2. Always go clockwise around a gompa.
3. Don't take photographs where it is explicitly forbidden to do so, like inside the gompas. The Ladakhi is a soft-hearted soul and doesn't know how to tick intrusive travellers off.
4. Be prepared for long and exceedingly uncomfortable road trips.
5. Fortify yourself against high altitude sickness.
6. Do your sight-seeing quietly.
7.Don't go shoving your camera into the faces of reluctant monks, nuns, farmers, householders, children.
8. Carry your own litter bag and carry your litter away, please.
9. Leave your 'road- raging' ways back home, it won't work on Ladakhi roads.

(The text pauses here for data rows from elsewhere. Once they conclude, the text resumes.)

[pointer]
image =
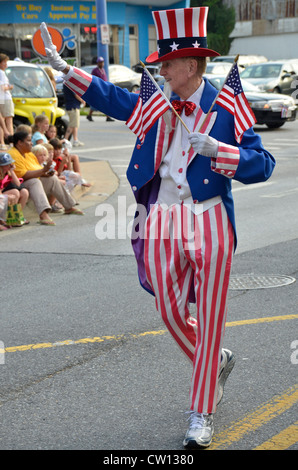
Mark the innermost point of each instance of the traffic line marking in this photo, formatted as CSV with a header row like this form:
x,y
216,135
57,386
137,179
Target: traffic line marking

10. Please don't join a group that has hired a guide; hire your own guide.
11. Please don't pick up unfamiliar currency from the donation bowls at gompas for a closer look. Just not done.
13. Please don't touch anything in the gompas, be it the drum or cymbal or prayer books lying on the prayer tables. You wouldn't do it back in the temples of the plains, don't do it here. 
14. Don't let anyone (driver, guide, tour operator) rush you from place to place, Ladakh is best done at a measured pace.
15. Be good guests at Ladakhi homestays. This excludes rude behaviour, thoughtless demands, great (and grating) expectations. 
16. Women travelers, be prepared for quite the worst loo situations (dry loos are a bonus, here) you have encountered in a long time.